Wednesday, December 15, 1982

Plush and well-heeled

Last night I went out as planned with Grant. His hair is longer and straggly now, his face clothed in stubble. We had a few drinks at the Albion in Ashburn, which has recently been converted into a plush well-heeled bar catering to plush well-heeled people. There was a distinct silence as we burst in, Grant shabby in his brown jacket, cords and pork-pie hat, his hair raked loosely behind his ears; you could have heard a pin drop as we faced the dozen or so fur coats and suits clustered around the bar. He probably made it worse by saying, loudly: “The bastards better not try to kick us out.”

We quickly dived into a corner seat, had a a few, and then staggered up the road to the Iron Duke, which was packed with slightly more accommodating people. Tuesday night is quiz night and the stocky, balding middle-aged bespectacled quiz master held the floor as he read out the questions (“What does ‘Pravda’ mean in English?”; “What relation is the Duke of Edinburgh to Queen Victoria?”). There was nowhere to sit so we went back to the Albion and got merrier and merrier, Grant holding forth at times too enthusiastically, getting critical glances from the suits. I walked home across Castlebrigg playing fields.

I woke up to find the wind whistling and battering at my bedroom window. The old lady’s roof across the back from us has been damaged, and when we looked out from upstairs we could see a collapsed garage and a few fences buckling as the wind roared between the houses. Easterby seems badly hit, with £50,000 worth of damage to the city centre Xmas decorations.

Jeremy visited in the afternoon; he never changes. I also got a letter from Claire today, and she says she’ll be visiting me on Saturday. Rob and Carol arrived for the match round about six—no great welcoming scenes at seeing one another after three months, just a matter-of-fact “hiya” from Robert as though I’d just walked in from next door. He looked as scruffy as ever. Carol has a perm.

Along with Dad, we set off to Cardigan Park. The night was blustery and wet but it felt good to be back in the Shed, in my customary place behind that white-washed concrete wall. The game went poorly; Athletic just seemed to be out of gear and Tabotworth coped much better with the muddy conditions, but we scrambled a lucky goal through John McArdle, who then hit a superb long range shot to put us 2-0 up right before the whistle. After half-time Tabotworth pulled one back—we were sickened—but McArdle got his hat-trick half-an-hour from the end: the ball bounced agonisingly around the box before he slammed it home. Dad was greatly amused by the ribald crowd commentary (“you couldn’t pass water . . .”).

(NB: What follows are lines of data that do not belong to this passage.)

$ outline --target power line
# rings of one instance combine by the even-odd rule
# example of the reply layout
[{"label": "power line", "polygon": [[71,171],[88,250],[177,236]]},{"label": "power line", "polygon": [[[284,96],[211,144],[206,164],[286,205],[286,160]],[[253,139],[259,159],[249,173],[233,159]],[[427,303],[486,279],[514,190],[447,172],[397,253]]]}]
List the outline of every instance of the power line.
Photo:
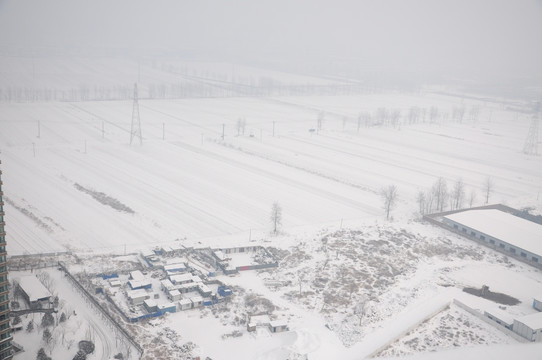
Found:
[{"label": "power line", "polygon": [[525,145],[523,146],[523,152],[527,155],[538,155],[538,123],[539,123],[540,102],[536,105],[531,125],[529,126],[529,132],[525,139]]},{"label": "power line", "polygon": [[137,83],[134,84],[134,106],[132,109],[132,126],[130,127],[130,145],[132,145],[135,137],[139,137],[139,145],[143,145],[141,119],[139,118],[139,102],[137,99]]}]

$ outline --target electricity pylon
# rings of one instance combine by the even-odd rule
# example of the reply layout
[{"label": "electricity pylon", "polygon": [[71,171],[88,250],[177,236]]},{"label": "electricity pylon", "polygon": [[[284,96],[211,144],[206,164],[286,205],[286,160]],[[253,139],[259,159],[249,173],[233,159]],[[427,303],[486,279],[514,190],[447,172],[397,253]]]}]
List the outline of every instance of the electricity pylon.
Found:
[{"label": "electricity pylon", "polygon": [[523,152],[527,155],[538,155],[538,123],[539,123],[540,103],[537,104],[533,119],[531,120],[531,126],[529,126],[529,133],[525,139],[525,145],[523,146]]},{"label": "electricity pylon", "polygon": [[130,127],[130,145],[132,145],[136,137],[139,137],[139,145],[143,145],[141,119],[139,118],[139,102],[137,100],[137,83],[134,84],[134,107],[132,110],[132,126]]}]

At ten, Lee arrived and we set off for the Egley Grammar School Former Students' disco at Harvey’s. He and I stood in a corner all night, feeling tired of it all, but we talked to Evelyn, and she told me Claire was pleased that I’d remembered her birthday: looking back, no doubt I sounded a bit too interested. I hated the whole thing and so we didn't stay long. I noticed, for the first time, peoples’ accents.

England beat Luxembourg 9-0 tonight (Luther Blissett got 3 + Chamberlain 1). There's a light coating of snow outside.

None of this is written very well; I’m not concentrating properly and I feel distracted and unenthusiastic.